It was a somber but wonderful Memorial Day.
I don't remember the first few years of my life, but as far as I know I've attended every parade since I was born. My father was a veteran, of course, and though he was not active in the local VFW in the years I was growing up, we knew that it was an important day to him.
When I was in the 6th grade he took all of us to visit the parents of his best friend from the war years who was killed in action in Europe. He had been, for the first time, to visit the places he fought, and while overseas he visited his friend's grave and took a photo for them. When he contacted them to tell them about the photo he wanted to send, they invited him to come for a weekend instead. His friend's father was the chaplain at West Point, and that's where we went. I remember sitting in the living room of their home on campus (attached to the beautiful chapel) and staring at the large portrait of their son which hung over the mantel. He was standing tall in his uniform, forever young and handsome. It could have easily been my father's face, but fortunately for me, it wasn't.

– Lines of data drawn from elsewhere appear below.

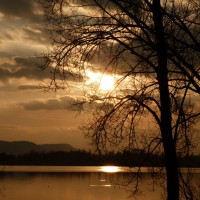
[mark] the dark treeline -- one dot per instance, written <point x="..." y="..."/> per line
<point x="85" y="158"/>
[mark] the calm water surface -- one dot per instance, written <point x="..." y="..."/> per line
<point x="69" y="183"/>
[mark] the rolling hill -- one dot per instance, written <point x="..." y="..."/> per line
<point x="23" y="147"/>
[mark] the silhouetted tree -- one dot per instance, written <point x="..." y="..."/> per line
<point x="154" y="48"/>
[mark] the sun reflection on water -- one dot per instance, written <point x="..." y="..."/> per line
<point x="110" y="169"/>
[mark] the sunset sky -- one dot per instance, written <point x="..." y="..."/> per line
<point x="27" y="112"/>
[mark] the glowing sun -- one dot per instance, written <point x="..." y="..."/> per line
<point x="105" y="82"/>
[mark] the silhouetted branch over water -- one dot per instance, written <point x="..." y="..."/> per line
<point x="85" y="158"/>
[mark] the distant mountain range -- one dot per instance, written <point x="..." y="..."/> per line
<point x="23" y="147"/>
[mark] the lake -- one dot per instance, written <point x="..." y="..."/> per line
<point x="70" y="183"/>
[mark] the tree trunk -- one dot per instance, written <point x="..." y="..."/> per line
<point x="166" y="126"/>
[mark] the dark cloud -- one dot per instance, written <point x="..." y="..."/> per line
<point x="29" y="68"/>
<point x="29" y="87"/>
<point x="51" y="104"/>
<point x="26" y="9"/>
<point x="36" y="34"/>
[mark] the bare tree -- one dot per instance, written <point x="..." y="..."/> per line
<point x="152" y="45"/>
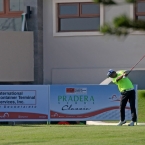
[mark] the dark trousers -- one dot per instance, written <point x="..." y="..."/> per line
<point x="128" y="96"/>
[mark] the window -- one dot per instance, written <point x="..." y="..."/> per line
<point x="140" y="10"/>
<point x="11" y="8"/>
<point x="77" y="17"/>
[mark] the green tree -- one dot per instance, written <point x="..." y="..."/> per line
<point x="121" y="25"/>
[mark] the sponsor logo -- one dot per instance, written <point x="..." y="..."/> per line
<point x="5" y="115"/>
<point x="23" y="117"/>
<point x="76" y="90"/>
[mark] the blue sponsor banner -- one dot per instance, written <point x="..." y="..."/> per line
<point x="85" y="103"/>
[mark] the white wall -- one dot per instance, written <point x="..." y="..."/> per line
<point x="86" y="59"/>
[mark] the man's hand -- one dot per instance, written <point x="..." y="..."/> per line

It dawned wet and windy this year. We went to Main Beach at 9 for the flyover wreath laying, but visibility was too low for flying, so the wreath was taken out by surfboard and set into the water beyond the breakers. It seemed fitting for this community.
It was pouring at 10:00 so I took my big umbrella and went to gather with other officials at the reviewing stand. By the time the parade kicked off the rain had slowed to a drizzle and we were able to stand and watch without hoods or open umbrellas, walking down to the green then and standing for the short ceremony.
Things have not changed much on Memorial Day here in East Hampton. The kids no longer ride their bikes in the parade, and the veterans from WWII are old and few now. But others have taken their place. The community still comes to remember the ones who didn't return. Like my father's friend. I still remember his name.